Is Time Infinite?
In the previous post on Aristotle's potential-vs-actual infinity distinction, I left a loose end hanging. Aristotle himself thought the past was infinite — that the universe had no beginning. But "the past" sounds like a completed thing, and completed infinities are exactly what the framework forbids. So which gives?
This video is my attempt at the answer.
Time Goes Both Ways
The natural picture of time is symmetric. Moments line up like points on a line, stretching off in both directions. The line just goes on. There is no last moment in the future, because whatever moment you pick, you can imagine the next one. There is no first moment in the past, because whatever moment you pick, you can imagine the one before it.
So far, so symmetric. But pull on this and the symmetry comes apart in your hand.
The Case for an Infinite Future
Imagine someone tells you, "This is the last moment that will ever happen." You can immediately ask: why? Why couldn't there be another? Whatever stops time from continuing has to be something, and that something would be located at some moment — which would itself be in time. There's no way to seal off the future without smuggling more time in to do the sealing.
So the future cannot have a final moment. Time, into the future, is infinite — but in exactly the sense the previous post was about. Potentially infinite. There is no actual infinity of future moments sitting around already, because the future hasn't happened yet. There's just the open-endedness of more, indefinitely.
That's a clean fit with the Aristotelian framework. The future is potential infinity in its purest form.
The Case for a Finite Past
Now run the same thought experiment backwards.
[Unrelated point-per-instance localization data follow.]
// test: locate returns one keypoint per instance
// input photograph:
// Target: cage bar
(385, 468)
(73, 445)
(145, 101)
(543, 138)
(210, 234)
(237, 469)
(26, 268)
To say the past is infinite is to say that infinitely many moments have already happened before this one. But "already happened" means completed. Infinitely many completed moments — that's an actual infinity, exactly the kind the Aristotelian framework rules out.
There's a second version of the argument that's even more direct. If the past is infinite, then to reach today, the universe had to traverse infinitely many moments. But you can't traverse an actual infinity — no matter how many moments you've gotten through, there are always more behind you. So the universe couldn't have arrived at today. But it did. So the past can't be infinite.
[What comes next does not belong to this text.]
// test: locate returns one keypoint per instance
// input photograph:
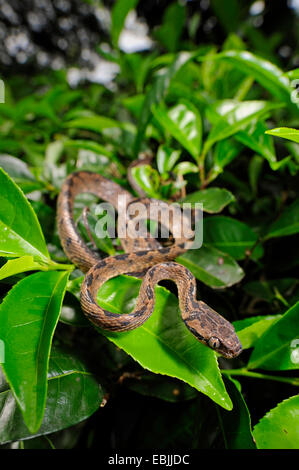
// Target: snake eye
(214, 342)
The asymmetry is now visible. The future is potential infinity, no problem. The past, if it were infinite, would have to be actual infinity, and that's the kind that breaks. So the past must have a beginning.
A Hidden Assumption
This argument depends on a particular theory of time, and I want to flag that explicitly. What I've been assuming is sometimes called the A-theory (and in its strongest form, presentism): the view that only the present moment is fully real, that the past has been but no longer is, and that the future will be but is not yet. On this picture, the past is a kind of completed sequence and the future is a genuinely open one — exactly the asymmetry the argument relies on.
There's a major rival view called the B-theory (or eternalism), on which all moments of time are equally real — the universe is a four-dimensional block, and "now" is just where in the block you happen to be. On the B-theory, the past doesn't have a different ontological status from the future. The asymmetry I just leaned on would soften, and the argument would need to be rerun.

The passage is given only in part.